Beyond Corporate Social Responsibility environmental c .net framework qr bidimensional barcode lean-up costs. Under the terms of these agreements, oil companies voluntarily accepted strict liability for pollution damage and the cost of remedial measures.

However, much of the public attention to oil companies was focused on marine pollution at the time. With the general rise in environmental awareness around the world since the 1970s, the quantity and scope of voluntary environmental initiatives have greatly increased, and the environmental agenda has widened to include broader issues such as climate change and biodiversity. As one of the key signs of environmental engagement, oil companies now provide extensive environmental reports.

Indeed, several comparative international studies have demonstrated that environmental reporting among oil and gas companies is more extensive compared with other sectors, including utilities and various branches of manufacturing, although this has partly been a result of the industry s greater environmental impact. In addition, a high percentage of oil companies use third-party verification of their environmental reports, compared with companies in most other sectors (Kolk et al. 2001).

According to the 2005 survey of CSR reporting by the consultancy firm KPMG, 16 out of 20 oil and gas companies listed among the 250 largest corporations in the world reported on corporate responsibility issues, which represented a significant increase from 58 per cent to 80 per cent between 2002 and 2005 (KPMG 2005).
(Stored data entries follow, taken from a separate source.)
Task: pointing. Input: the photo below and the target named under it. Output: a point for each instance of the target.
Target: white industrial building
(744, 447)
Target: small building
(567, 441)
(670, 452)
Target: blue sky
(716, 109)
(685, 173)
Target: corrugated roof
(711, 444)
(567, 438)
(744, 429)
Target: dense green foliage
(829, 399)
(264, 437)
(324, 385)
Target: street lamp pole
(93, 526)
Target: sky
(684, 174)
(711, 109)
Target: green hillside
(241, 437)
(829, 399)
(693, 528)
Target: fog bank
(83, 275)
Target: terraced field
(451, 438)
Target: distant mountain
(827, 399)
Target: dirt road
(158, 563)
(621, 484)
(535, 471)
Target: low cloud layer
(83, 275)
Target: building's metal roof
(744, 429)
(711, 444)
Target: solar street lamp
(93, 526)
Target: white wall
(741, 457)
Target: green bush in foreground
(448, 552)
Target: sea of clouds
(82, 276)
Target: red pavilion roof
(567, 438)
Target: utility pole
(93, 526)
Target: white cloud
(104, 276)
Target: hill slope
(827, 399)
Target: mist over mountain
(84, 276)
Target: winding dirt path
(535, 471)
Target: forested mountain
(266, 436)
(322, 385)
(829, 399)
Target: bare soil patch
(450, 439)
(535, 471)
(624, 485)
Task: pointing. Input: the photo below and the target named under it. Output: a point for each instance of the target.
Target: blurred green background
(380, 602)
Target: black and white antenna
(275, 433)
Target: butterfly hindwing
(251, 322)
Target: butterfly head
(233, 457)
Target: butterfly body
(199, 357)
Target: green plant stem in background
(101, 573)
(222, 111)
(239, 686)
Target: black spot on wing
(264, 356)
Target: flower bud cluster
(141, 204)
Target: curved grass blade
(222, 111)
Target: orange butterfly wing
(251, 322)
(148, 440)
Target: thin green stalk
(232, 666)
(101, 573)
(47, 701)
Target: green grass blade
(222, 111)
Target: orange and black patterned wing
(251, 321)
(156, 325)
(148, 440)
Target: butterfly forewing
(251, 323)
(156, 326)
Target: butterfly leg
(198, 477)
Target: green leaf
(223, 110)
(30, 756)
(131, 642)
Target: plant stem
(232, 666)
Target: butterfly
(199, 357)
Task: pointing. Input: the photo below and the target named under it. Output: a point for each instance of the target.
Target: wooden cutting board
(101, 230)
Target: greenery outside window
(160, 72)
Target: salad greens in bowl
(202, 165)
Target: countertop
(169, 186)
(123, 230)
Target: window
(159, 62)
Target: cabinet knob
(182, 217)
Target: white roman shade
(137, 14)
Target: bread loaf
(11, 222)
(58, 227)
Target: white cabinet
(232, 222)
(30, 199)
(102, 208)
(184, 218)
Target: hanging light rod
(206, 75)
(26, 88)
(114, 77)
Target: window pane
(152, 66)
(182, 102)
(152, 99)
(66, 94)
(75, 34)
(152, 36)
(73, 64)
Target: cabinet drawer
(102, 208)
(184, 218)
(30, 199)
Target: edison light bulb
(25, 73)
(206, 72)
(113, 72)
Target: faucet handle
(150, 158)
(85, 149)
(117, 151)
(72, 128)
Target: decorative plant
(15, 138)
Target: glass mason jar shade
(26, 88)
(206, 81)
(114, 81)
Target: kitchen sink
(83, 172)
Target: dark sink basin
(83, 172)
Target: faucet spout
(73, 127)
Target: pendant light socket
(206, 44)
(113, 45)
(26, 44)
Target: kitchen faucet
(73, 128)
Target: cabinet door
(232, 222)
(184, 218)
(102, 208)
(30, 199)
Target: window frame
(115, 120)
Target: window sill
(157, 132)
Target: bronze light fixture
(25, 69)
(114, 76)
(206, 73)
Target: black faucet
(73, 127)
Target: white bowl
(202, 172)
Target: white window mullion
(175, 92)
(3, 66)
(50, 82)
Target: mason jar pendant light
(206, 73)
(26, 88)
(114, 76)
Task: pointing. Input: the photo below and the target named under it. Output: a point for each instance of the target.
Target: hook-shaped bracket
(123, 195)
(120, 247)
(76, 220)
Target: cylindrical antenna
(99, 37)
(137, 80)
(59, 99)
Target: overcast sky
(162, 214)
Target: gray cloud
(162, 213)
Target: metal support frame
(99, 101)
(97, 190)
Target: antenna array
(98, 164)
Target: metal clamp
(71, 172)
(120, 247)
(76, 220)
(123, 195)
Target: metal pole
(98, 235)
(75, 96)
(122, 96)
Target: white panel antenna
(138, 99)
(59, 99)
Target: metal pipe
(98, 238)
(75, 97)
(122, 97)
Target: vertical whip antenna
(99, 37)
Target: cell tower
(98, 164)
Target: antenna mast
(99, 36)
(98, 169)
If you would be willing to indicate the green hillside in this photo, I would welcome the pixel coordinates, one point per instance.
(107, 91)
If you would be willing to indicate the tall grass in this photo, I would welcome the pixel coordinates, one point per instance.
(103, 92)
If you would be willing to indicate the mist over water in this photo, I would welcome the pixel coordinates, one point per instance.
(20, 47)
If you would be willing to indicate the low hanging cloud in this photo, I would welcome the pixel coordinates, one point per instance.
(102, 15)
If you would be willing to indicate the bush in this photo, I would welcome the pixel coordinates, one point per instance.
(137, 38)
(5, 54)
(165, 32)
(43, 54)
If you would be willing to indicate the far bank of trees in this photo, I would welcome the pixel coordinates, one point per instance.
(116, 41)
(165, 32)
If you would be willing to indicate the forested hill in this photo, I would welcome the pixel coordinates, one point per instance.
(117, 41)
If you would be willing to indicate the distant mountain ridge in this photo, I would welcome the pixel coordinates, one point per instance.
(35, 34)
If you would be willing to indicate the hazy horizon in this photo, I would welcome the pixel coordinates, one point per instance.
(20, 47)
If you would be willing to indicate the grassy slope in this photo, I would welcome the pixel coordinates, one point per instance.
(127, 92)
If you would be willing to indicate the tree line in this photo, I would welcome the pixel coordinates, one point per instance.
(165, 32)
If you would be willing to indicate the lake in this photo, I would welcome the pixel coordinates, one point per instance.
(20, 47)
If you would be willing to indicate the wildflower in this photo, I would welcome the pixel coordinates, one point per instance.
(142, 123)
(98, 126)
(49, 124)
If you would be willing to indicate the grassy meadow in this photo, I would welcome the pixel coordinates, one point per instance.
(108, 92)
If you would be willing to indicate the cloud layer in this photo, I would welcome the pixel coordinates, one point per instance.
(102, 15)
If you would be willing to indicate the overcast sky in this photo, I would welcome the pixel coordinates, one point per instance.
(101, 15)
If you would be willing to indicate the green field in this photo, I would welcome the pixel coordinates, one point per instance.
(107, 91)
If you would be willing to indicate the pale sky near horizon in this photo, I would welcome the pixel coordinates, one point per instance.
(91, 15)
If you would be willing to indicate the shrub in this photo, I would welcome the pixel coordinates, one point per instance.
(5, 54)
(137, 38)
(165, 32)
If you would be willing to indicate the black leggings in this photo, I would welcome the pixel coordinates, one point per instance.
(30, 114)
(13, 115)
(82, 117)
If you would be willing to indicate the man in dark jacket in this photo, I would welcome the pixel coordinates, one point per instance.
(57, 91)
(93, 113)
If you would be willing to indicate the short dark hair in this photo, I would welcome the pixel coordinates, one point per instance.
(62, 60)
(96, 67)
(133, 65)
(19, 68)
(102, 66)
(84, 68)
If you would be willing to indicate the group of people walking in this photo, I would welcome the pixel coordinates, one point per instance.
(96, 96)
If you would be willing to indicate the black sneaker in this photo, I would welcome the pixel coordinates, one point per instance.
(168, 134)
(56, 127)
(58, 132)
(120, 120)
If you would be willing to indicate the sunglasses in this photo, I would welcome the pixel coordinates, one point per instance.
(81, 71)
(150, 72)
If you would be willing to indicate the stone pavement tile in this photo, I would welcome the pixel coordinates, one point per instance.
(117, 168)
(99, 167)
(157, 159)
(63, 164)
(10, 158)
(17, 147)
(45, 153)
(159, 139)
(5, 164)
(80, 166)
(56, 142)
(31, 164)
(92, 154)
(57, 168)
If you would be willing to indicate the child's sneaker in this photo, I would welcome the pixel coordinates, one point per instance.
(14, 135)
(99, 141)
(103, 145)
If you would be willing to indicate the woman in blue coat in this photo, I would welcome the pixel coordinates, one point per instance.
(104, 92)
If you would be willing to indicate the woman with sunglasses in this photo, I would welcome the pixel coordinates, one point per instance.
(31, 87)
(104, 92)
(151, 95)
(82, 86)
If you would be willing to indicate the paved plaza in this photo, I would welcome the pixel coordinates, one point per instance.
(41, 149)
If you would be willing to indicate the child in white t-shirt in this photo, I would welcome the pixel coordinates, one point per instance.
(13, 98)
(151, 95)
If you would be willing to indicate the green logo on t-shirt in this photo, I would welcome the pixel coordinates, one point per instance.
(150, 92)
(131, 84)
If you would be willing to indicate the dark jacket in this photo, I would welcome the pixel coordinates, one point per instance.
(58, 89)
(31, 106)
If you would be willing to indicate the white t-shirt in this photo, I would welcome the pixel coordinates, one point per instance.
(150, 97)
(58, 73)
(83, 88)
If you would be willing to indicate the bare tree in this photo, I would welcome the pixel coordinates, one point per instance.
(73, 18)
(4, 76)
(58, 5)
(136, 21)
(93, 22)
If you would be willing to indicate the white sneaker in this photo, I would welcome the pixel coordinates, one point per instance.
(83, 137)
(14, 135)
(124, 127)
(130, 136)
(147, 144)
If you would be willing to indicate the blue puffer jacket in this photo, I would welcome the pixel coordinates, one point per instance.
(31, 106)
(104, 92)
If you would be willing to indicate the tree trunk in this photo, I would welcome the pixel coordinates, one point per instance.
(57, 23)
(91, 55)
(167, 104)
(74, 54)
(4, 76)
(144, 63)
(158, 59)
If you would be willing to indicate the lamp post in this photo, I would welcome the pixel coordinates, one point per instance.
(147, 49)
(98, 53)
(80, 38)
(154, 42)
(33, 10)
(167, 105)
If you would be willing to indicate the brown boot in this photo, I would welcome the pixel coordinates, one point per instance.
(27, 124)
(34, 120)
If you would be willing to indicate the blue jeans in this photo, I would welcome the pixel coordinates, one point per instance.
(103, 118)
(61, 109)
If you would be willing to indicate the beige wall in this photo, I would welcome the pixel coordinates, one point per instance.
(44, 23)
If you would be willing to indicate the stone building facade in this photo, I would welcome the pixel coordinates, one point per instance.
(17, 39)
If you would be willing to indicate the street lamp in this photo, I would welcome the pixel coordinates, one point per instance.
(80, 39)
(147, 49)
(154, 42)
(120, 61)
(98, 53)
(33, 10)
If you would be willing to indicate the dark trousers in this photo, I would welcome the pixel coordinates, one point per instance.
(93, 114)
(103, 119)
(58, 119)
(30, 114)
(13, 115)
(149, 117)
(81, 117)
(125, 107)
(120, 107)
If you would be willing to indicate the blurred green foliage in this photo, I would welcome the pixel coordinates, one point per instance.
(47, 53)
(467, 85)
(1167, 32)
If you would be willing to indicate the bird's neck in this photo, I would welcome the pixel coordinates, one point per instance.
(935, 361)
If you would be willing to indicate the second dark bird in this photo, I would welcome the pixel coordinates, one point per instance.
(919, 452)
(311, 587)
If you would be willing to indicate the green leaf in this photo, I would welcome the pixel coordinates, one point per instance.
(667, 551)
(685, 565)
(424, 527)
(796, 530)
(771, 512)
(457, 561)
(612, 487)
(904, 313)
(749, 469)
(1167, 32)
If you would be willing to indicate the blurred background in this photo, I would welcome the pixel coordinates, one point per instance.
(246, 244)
Steps have also been taken to create common environmental reporting standards tailored to the needs of the oil and gas sector. In 2005, the International Petroleum Industry Environmental Conservation Association (an organisation representing oil companies and associations from around the world) and the American Petroleum Institute (a trade association representing oil companies in the United States) issued the Oil and Gas Industry Guidance on Voluntary Sustainability Reporting .

The guidance includes six core environmental performance indicators and nine supplementary.